Haygood, Wil

Born: 1954

Ohio connection: Birth

Columbus

Wil Haygood was born in Columbus, Ohio, in 1954. His parents divorced soon after his birth and he was raised by his mother, Elvira Burke Haygood, a cook, and his grandparents, whom he credits for teaching him right from wrong.  Haygood graduated from Franklin Heights High School and then attended Miami University of Ohio where he majored in Urban Studies.  After earning a bachelor’s degree in 1976, he began work as a reporter for the Call & Post, an African-American newspaper in Cleveland, Ohio.  His other journalism jobs included working at a copy editing desk at the Charleston Gazette in West Virginia (1981-83) and working as a reporter for the Pittsburgh Post-Gazette (1984-1985). His performance in Pittsburgh drew the attention of the Boston Globe, where he worked for roughly the next seventeen years. Haygood published his first book in 1986, Two on the River, an account of his travels down the Mississippi.  A biography of politician Adam Clayton Powell, Jr. titled King of the Cat followed in 1993.  By the time Haygood’s third book appeared, The Haygoods of Columbus: A Love Story (1997), he was receiving job offers from other newspapers on a regular basis. In 2002, Haywood joined the Washington Post, where he wrote, “A Butler Well Served by this Election,” a story about White House butler Eugene Allen; it became the basis for the award-winning film The Butler.  Haygood is also the author of In Black and White: the Life of Sammy Davis Jr. (2003), Sweet Thunder: the Life and Times of Sugar Ray Robinson, (2009), The Butler: A Witness to History (2013) and Showdown: Thurgood Marshall and the Supreme Court Nomination that Changed America (2015).
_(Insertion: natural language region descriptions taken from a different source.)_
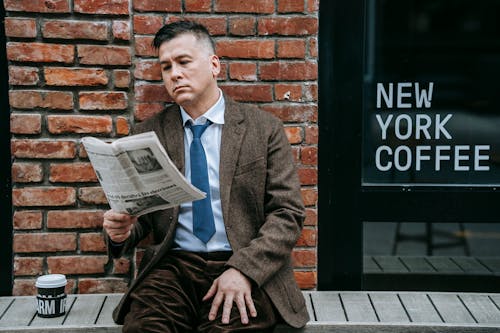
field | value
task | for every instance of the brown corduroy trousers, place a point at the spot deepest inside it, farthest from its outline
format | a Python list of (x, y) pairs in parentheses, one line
[(169, 299)]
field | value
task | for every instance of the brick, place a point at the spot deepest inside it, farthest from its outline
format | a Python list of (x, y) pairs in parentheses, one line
[(71, 29), (40, 52), (216, 26), (122, 126), (308, 237), (25, 28), (43, 196), (79, 124), (311, 92), (290, 6), (249, 93), (243, 71), (308, 176), (306, 280), (151, 93), (293, 112), (309, 155), (72, 173), (143, 46), (312, 6), (198, 6), (23, 76), (242, 26), (309, 196), (158, 6), (76, 264), (92, 196), (313, 47), (143, 111), (243, 6), (147, 24), (246, 49), (311, 217), (25, 123), (288, 26), (312, 135), (121, 78), (65, 76), (288, 92), (111, 7), (27, 219), (27, 172), (37, 6), (44, 242), (294, 134), (103, 100), (304, 258), (292, 48), (28, 266), (25, 148), (289, 71), (101, 285), (104, 55), (31, 99), (148, 70), (74, 219), (121, 30), (92, 242), (121, 266)]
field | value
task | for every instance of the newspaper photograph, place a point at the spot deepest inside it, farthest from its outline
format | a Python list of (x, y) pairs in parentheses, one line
[(137, 176)]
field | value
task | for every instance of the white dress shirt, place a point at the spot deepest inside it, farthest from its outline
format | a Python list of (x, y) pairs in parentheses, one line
[(211, 141)]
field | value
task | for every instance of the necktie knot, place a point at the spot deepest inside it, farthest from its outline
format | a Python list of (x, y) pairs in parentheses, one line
[(198, 130)]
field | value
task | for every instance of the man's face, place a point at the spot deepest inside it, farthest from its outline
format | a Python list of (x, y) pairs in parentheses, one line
[(189, 70)]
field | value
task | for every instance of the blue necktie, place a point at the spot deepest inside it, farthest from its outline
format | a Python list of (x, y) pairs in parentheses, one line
[(203, 218)]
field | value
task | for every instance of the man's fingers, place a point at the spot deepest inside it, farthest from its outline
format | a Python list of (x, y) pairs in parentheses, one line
[(219, 297), (250, 305), (240, 303), (226, 309)]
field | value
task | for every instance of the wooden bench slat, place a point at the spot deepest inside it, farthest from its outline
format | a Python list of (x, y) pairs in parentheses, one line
[(327, 306), (482, 308), (444, 265), (358, 307), (40, 322), (390, 264), (419, 307), (105, 317), (388, 307), (451, 308), (417, 265), (471, 265), (85, 310), (20, 313)]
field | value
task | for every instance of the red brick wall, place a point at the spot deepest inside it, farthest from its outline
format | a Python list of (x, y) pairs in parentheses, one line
[(82, 67)]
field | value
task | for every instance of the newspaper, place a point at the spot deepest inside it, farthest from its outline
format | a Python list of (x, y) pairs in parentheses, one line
[(137, 176)]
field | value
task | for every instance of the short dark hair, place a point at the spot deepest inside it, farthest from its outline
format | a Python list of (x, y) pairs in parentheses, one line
[(174, 29)]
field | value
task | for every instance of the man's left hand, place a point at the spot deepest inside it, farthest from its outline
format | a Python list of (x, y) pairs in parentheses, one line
[(231, 287)]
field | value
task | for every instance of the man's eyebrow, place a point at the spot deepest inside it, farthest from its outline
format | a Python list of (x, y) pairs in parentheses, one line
[(176, 57)]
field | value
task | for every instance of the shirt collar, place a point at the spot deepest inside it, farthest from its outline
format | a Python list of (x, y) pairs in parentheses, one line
[(215, 113)]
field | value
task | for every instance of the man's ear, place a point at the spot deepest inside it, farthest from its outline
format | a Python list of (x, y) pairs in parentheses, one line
[(215, 64)]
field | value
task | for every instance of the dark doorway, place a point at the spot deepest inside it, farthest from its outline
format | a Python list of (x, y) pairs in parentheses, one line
[(409, 155)]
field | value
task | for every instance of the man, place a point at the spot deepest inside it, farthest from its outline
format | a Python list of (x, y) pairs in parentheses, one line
[(221, 264)]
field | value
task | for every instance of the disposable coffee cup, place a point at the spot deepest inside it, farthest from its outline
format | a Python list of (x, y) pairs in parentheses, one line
[(51, 298)]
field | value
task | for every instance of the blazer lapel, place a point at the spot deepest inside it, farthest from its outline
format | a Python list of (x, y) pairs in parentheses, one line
[(232, 136), (173, 136)]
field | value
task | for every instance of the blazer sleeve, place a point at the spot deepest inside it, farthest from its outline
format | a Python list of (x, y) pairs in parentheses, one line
[(284, 214)]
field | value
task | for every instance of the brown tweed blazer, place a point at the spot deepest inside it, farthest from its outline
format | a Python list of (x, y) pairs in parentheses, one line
[(261, 203)]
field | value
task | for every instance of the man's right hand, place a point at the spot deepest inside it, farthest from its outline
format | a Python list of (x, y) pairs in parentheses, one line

Wil Haygood is the Boadway Distinguished Scholar-in-Residence in the Department of Media, Journalism & Film, at Miami University in Oxford, Ohio.

Awards:
National Headliner Award, National Headliners Club for outstanding feature writing, 1986; Fellow of Alicia Patterson Foundation, 1988; New England Associated Press Award and International Reporting Award, National Association of Black Journalists, both 1990; Finalist for Pulitzer Prize in featuring writing, 1991; Sunday Magazine Editors Association Award for profile writing and Doctor of Humane Letters from Ohio Dominican College, both 1993; Ohioana Book Award for nonfiction for The Haygoods of Columbus: A Love Story, 1998; 2016 Scribe Book Award from the American Society of Legal Writers for Showdown: Thurgood Marshall and the Supreme Court Nomination that Changed America.